Tandis qu'il y a quelques jours, on me questionnait sur mon appartenance à la génération X ou Y, je me trouvai bien ennuyée. En effet, la génération Y commence officiellement au cours de l'année 1977, celle là même qui assista médusée à ma venue au monde.
Ainsi donc, appartiens-je à la X ou à la Y ?
Si je ne suis pas née avec une connexion ADSL dans la bouche ni ailleurs, il n'en reste pas moins que j'ai eu l'occasion au cours de ma prime jeunesse de regarder les inoubliables Igor et Grishka nous démontrer la théorie de Pinnochio.
Une théorie prouvant que le mensonge peut effectivement faire pousser le nez par la démonstration suivante : parler de science à la tévé fait pousser le menton. Partant de ce postulat, tout est possible.

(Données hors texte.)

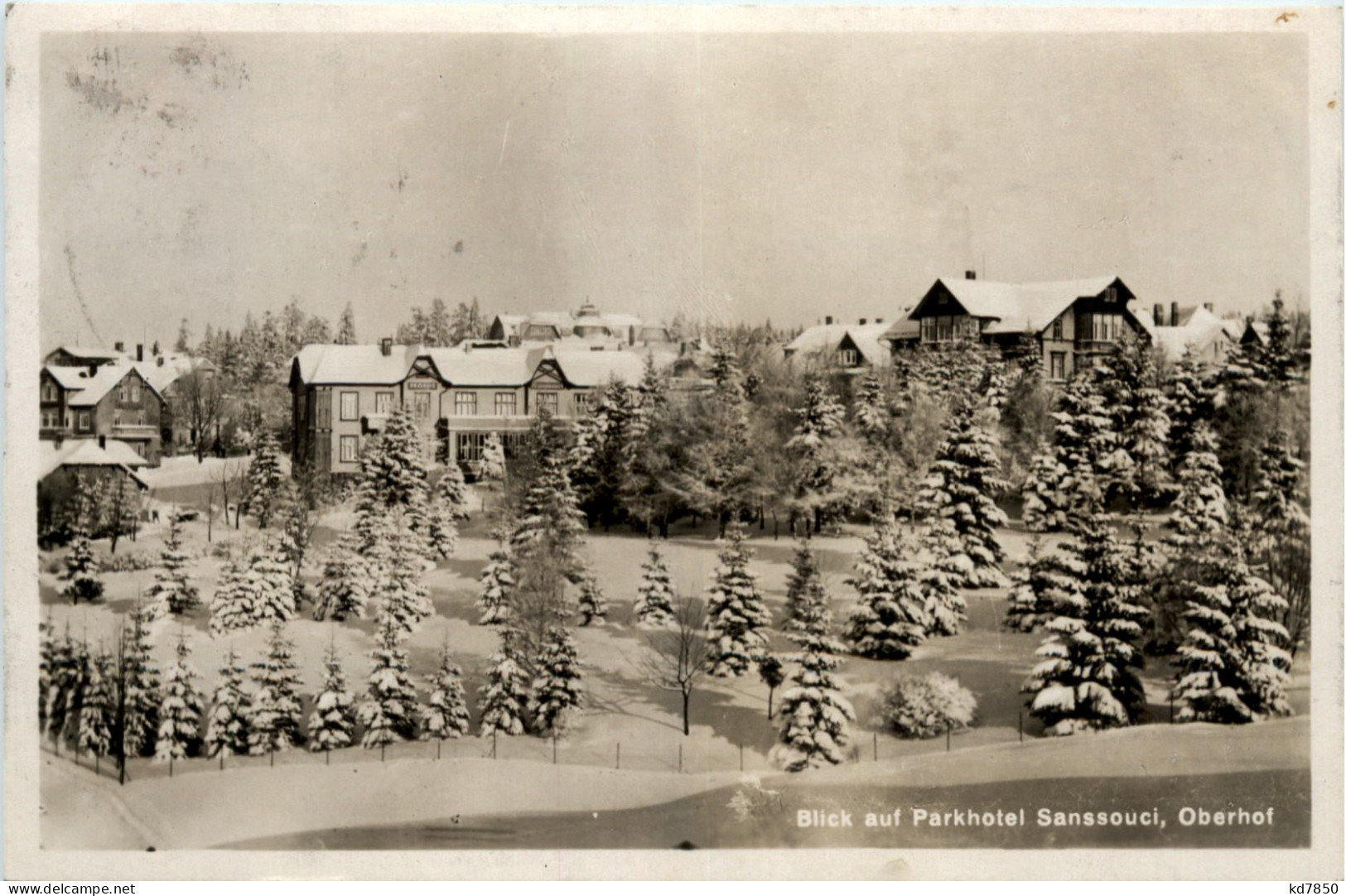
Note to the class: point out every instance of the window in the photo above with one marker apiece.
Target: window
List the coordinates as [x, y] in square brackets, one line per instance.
[1059, 365]
[350, 405]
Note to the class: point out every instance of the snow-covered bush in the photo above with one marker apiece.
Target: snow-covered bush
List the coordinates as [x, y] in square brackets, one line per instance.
[926, 706]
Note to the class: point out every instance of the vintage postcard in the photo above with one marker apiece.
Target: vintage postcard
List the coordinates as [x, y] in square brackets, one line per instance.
[672, 441]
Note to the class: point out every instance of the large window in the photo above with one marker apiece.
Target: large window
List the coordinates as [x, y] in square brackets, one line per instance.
[1059, 365]
[350, 405]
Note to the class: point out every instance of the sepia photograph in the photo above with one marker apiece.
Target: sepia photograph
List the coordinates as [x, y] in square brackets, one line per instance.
[591, 432]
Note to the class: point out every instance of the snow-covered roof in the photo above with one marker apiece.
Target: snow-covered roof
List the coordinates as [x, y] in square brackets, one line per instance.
[85, 452]
[1016, 307]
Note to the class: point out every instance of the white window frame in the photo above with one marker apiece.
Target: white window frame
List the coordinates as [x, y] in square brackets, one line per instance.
[355, 411]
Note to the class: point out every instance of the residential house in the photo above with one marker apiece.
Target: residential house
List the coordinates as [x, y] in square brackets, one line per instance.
[96, 460]
[101, 401]
[1069, 322]
[844, 347]
[342, 394]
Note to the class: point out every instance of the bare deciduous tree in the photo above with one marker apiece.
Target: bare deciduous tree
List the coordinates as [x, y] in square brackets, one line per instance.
[674, 657]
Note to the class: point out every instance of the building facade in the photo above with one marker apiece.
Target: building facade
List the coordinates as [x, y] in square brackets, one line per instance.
[1070, 323]
[342, 396]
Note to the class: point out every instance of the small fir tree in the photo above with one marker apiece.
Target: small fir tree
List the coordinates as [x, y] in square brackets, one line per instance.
[736, 613]
[505, 693]
[592, 605]
[275, 721]
[179, 712]
[333, 720]
[556, 691]
[654, 595]
[172, 591]
[388, 715]
[891, 618]
[445, 715]
[226, 732]
[346, 584]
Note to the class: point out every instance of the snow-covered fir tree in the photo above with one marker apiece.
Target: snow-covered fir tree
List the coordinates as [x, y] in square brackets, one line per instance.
[497, 585]
[264, 479]
[142, 684]
[943, 570]
[814, 716]
[230, 706]
[1087, 674]
[276, 717]
[1037, 587]
[820, 420]
[346, 584]
[398, 570]
[1233, 667]
[556, 691]
[891, 618]
[233, 605]
[81, 566]
[551, 523]
[99, 706]
[592, 605]
[803, 584]
[179, 709]
[445, 715]
[333, 720]
[1044, 508]
[962, 487]
[388, 712]
[654, 595]
[504, 697]
[172, 591]
[1201, 508]
[736, 614]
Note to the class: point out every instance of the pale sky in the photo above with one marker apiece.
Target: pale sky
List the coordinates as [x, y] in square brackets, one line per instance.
[750, 176]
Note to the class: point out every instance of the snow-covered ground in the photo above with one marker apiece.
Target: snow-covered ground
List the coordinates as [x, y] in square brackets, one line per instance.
[624, 712]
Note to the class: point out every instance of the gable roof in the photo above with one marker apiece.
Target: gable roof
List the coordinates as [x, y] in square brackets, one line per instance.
[85, 452]
[1018, 307]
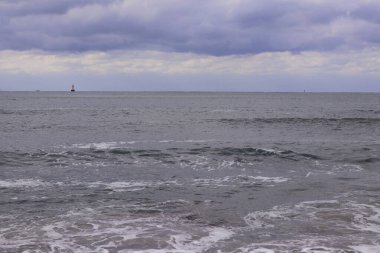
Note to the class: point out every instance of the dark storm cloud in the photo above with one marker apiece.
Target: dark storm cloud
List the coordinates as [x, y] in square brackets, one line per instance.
[209, 27]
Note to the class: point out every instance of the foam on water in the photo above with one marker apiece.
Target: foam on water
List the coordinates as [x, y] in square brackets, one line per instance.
[102, 145]
[92, 230]
[367, 248]
[23, 183]
[239, 179]
[131, 185]
[322, 223]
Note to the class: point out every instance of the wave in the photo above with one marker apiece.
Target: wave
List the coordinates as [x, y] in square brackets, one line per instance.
[296, 120]
[104, 154]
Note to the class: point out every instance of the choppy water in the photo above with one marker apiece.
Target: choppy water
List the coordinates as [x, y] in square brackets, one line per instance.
[189, 172]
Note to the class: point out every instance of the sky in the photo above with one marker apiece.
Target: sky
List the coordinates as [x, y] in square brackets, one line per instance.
[190, 45]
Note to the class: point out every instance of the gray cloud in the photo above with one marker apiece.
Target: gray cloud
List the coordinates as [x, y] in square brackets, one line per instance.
[209, 27]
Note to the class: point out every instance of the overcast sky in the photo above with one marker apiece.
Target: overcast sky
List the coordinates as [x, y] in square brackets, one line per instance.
[223, 45]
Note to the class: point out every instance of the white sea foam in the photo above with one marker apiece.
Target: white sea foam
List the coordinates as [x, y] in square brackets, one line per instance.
[91, 230]
[121, 186]
[239, 179]
[102, 145]
[339, 216]
[367, 248]
[23, 183]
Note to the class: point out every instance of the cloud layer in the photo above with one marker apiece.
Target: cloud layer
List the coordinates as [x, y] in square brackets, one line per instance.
[213, 27]
[366, 62]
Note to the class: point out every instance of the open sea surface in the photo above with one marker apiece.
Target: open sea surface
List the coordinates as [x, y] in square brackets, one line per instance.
[189, 172]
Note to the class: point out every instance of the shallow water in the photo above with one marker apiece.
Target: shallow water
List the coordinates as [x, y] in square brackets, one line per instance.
[189, 172]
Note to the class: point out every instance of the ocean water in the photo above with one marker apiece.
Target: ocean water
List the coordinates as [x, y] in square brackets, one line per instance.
[189, 172]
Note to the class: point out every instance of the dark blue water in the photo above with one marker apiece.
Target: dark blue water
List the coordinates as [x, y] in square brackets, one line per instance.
[189, 172]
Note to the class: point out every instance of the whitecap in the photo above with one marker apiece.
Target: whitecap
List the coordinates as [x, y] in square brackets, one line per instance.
[366, 248]
[23, 183]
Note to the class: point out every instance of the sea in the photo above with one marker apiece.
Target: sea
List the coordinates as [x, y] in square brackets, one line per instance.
[189, 172]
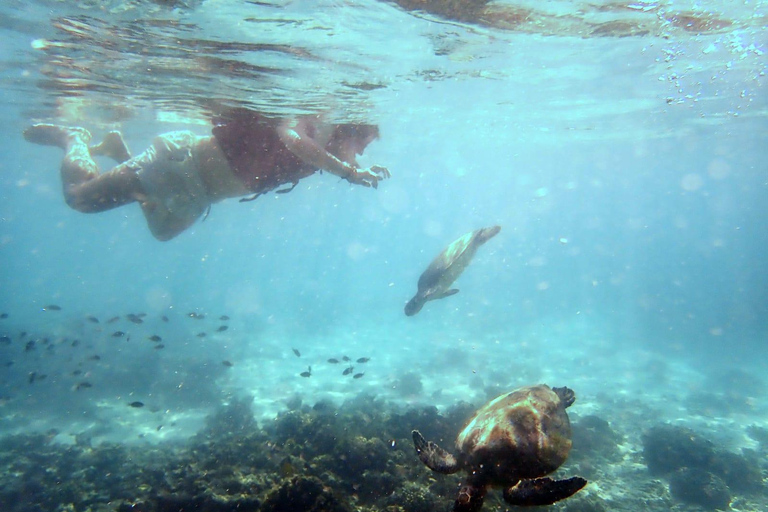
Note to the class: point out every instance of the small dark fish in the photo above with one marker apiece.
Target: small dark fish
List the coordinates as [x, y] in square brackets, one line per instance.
[34, 376]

Ou alors j'ai pas tout compris ce que je regardai à la tévé. A ma décharge j'étais occupée à peaufiner mon service supersonique en me demandant pourquoi Jeanne Azuki, son short il lui rentrait pas dans les fesses, à elle.
Et que c'était pas juste.
Enfin bref.
Tout au questionnenement de savoir à quelle génération j'appartiens, voila-t-y pas que j'entends causer de l'opération Hello Mars dans laquelle
Mark et Igor et pas Grichka s'échinent à organiser un Voyage sur Mars comme si c'était la destination à la mode après la Croatie, tu vois.

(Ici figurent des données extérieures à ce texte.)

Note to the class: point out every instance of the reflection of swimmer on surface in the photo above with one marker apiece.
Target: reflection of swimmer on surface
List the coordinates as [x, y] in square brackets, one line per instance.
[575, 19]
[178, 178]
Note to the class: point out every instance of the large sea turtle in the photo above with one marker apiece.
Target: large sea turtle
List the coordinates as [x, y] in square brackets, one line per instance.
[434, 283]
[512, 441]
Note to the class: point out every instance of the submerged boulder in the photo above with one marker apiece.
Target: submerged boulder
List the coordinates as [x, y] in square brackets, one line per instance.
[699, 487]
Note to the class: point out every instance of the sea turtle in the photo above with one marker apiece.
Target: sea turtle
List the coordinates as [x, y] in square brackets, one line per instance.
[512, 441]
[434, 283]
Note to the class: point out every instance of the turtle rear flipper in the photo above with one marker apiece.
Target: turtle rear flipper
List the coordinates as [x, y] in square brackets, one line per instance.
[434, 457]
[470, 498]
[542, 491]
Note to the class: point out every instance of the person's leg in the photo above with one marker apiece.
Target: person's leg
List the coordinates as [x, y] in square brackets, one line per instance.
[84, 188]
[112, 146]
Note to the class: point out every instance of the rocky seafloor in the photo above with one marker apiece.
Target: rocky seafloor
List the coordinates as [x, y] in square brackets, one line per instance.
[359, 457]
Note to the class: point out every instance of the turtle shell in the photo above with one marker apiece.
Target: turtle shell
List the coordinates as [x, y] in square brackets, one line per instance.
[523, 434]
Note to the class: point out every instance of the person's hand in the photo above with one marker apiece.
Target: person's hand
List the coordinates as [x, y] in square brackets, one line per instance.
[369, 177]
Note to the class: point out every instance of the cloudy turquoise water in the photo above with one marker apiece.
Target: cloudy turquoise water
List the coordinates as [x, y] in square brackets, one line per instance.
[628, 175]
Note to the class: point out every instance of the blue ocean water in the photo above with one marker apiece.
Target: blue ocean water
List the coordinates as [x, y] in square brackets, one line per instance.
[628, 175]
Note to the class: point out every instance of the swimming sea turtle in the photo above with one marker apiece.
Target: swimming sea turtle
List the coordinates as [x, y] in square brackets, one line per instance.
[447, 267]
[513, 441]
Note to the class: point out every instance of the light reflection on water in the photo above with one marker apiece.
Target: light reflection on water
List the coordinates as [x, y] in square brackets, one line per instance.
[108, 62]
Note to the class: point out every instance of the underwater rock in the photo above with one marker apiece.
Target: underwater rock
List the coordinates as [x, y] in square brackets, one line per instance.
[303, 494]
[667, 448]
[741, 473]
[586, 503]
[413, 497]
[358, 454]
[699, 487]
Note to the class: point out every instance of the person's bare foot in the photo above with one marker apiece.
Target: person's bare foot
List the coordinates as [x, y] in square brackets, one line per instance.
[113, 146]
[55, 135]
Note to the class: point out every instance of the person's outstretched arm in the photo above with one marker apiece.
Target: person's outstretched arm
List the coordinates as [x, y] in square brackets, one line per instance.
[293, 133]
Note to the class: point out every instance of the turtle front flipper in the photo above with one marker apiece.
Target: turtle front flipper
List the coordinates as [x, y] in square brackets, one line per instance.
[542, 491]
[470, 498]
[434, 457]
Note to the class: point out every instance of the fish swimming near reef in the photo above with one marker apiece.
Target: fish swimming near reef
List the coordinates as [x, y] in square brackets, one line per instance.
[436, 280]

Ces deux là n'étant ni pilote, ni ingénieur, ni physicien, ni mécano, ni agents secrets, ni Eric et Ramzy, ni des singes, ni des organismes unicellulaires, ni des fusées, ni putes ni soumises ... ben ils ont autant de chances de partir dans l'espace dans les prochains temps que moi de me réveiller à côté d'un solitaire 24 carats portant l'inscription suivante : Fanny, veux tu devenir Madame Salomone pour toujours avec tout mon amour et mon admiration sans borne. Une grande grande bague donc. En même temps comme c'est un rêve, je fais un petit peu ce que je veux dedans.
Brefeuh !
Igor et Igor frère ont donc eu l'idée suivante :
Notre idée est de nous enfermer nous aussi dans 12m², pendant au moins 40 jours, et d’essayer déjà d’y vivre, et aussi d’imaginer des activités pour nous maintenir le moral et le physique. 40 jours coupés du monde (on gardera juste internet) à essayer de se maintenir en forme dans un bocal.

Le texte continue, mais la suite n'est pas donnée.